- A senadora Amy Klobuchar criticou o acordo da DOJ com a Live Nation, dizendo que ele fará “little to lower costs, preserve venues, or protect fans” (pouco para reduzir custos, manter locais ou proteger fãs).
- Ela destacou a impressão de “backroom deal”, citando a demissão inesperada de Gail Slater e dizendo que o acordo foi feito sem o conhecimento de advogados antitruste.
- O juiz Arun Subramanian ficou surpreso ao saber do acordo apenas na segunda-feira, após o anúncio da solução na semana anterior.
- O acordo prevê um teto de quatro anos para contratos de exclusividade da Ticketmaster com casas de shows, mas Klobuchar defende a quebra da Live Nation e da Ticketmaster como única forma de promover competição.
- A senadora afirmou que o Congresso pode manter a oversight e planeja apresentar legislação para ampliar regras de divulgação sobre acordos e permitir maior intervenção estadual em casos que o DOJ encerra.
Klobuchar critica acordo da DOJ com Live Nation, afirmando que há pouco para reduzir custos, preservar lugares ou proteger fãs. Em entrevista a Rolling Stone, a senadora de Minnesota questiona os termos e o modo como o acordo foi fechado.
Ela aponta que a saída inesperada da chefe antitruste do DOJ, Gail Slater, pouco antes do início do julgamento, contribuiu para a percepção de um acordo fechado às escondidas. Segundo Klobuchar, isso ocorreu sem o conhecimento de advogados de antitruste e contraria a vontade de quem buscava responsabilizar a empresa.
A senadora afirma que o acordo traz avanços limitados, como um teto de quatro anos para contratos de exclusividade do Ticketmaster com espaços. Mesmo assim, defende que a verdadeira solução passa pela divisão da Live Nation e da Ticketmaster para restabelecer a competição.
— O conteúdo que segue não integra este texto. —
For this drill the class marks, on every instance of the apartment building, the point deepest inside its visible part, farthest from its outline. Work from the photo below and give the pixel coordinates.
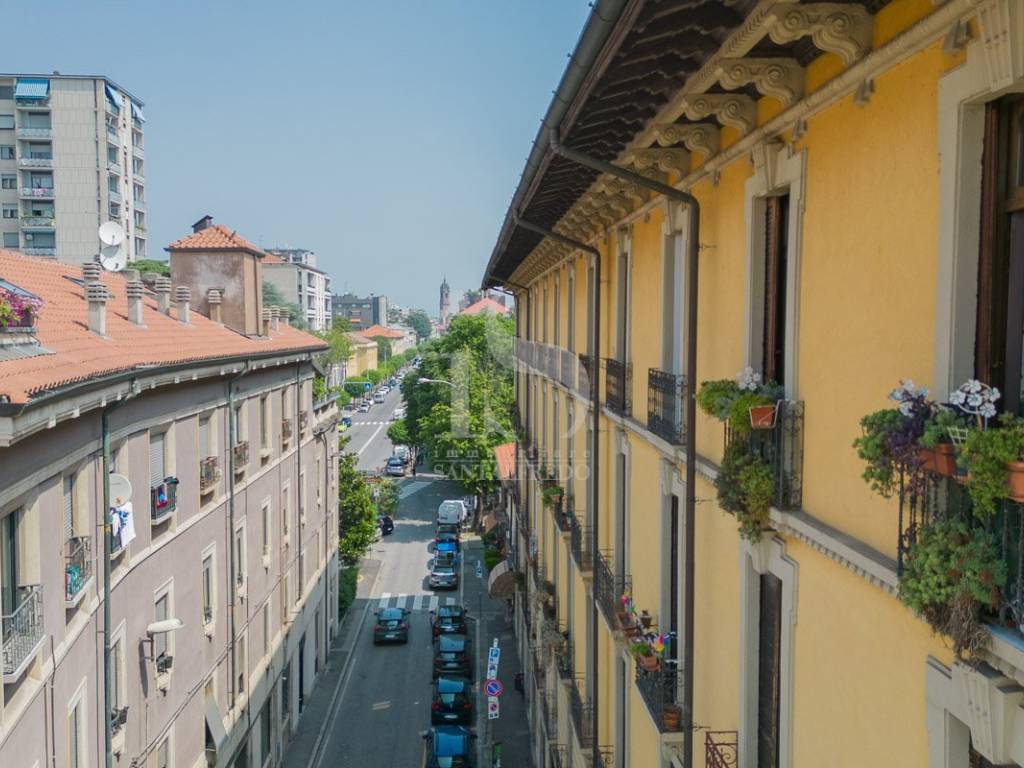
(294, 272)
(72, 157)
(220, 543)
(820, 196)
Klobuchar critica a influência de Live Nation na política e menciona atuação de ex-aliados do governo na defesa de seus interesses durante a tramitação do caso. Ela cita a presença de figuras ligadas ao entorno do então presidente e à indústria do entretenimento na gestão da empresa.
A parlamentar aponta o histórico de monopólio como preocupação crítica, destacando fatias de mercado relevantes: 80% do território de venda de ingressos para grandes casas, 40 a 50 grandes anfiteatros e 60% da receita de promoção em grandes eventos, segundo a visão da reportagem.
Sobre os próximos passos, Klobuchar indica que o Congresso pode manter a supervisão e planeja apresentar propostas para ampliar transparência sobre as circunstâncias de acordos e ampliar o poder estadual para intervir em casos que o DOJ abandone.
Ela reforça a ideia de que mudanças estruturais são necessárias para a competição em ingressos, locais e promoção, citando histórica de desmembramento de grandes empresas como referência para redução de custos e aumento de inovação.